When computer programmer Thomas Anderson arrives late to his job at Metacortex, his boss, Mr Rhineheart, gives him a thorough telling off and threatens to fire him if he is not at his desk on time “from this day forth”. Is this draconian approach the right way to manage lateness among employees, or would Rhineheart have handled the situation differently had HR been involved?
Treating workers like naughty children is an uncomfortable power play, echoing being sent to the headteacher, and this ‘master and servant’ relationship isn’t really reflective of the modern workplace, says Kim Bradford, managing director of Sphere HR and Sphere Data Protection. “Refusing a seat to an employee for a meeting – as Rhineheart also does to Anderson in the film – is an unpleasant intimidation tactic, as are threats to one’s job, making assumptions and a patronising approach,” she adds.
Failing to look for a cause of poor conduct or performance could also breach an employer’s duty of care, warns Bradford, and may leave them “wide open” to harassment, bullying or discrimination complaints, which can all add up to unfair or constructive dismissal.

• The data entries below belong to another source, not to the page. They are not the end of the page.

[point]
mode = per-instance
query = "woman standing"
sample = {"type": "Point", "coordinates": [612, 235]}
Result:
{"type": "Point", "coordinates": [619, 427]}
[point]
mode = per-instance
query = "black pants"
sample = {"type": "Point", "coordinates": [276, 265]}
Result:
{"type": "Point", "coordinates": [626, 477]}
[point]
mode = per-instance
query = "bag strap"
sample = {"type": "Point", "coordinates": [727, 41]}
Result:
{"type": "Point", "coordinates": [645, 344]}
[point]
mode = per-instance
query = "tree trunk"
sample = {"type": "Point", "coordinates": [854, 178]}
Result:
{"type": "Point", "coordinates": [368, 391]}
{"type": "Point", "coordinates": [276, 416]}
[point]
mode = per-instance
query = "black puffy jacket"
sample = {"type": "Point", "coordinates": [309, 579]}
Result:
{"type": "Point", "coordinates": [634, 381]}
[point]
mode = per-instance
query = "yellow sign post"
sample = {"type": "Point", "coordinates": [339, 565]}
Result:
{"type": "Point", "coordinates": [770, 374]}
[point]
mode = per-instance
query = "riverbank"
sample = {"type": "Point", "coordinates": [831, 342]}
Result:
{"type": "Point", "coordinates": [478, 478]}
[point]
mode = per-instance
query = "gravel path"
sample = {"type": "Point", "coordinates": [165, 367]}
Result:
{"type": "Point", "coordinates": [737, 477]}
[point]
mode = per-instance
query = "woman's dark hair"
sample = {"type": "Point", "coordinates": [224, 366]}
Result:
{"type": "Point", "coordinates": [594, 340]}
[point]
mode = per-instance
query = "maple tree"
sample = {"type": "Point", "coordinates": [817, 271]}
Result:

But formal disciplinary meetings and threats of termination have a number of protocols and rights to be observed under UK law, she highlights: “A meeting or discussion invitation, accompanied by a statement of any alleged wrongdoing and any evidence being relied upon, are required as a minimum – as is advance notice of such meetings and the right to be accompanied by a work colleague or trade union representative.”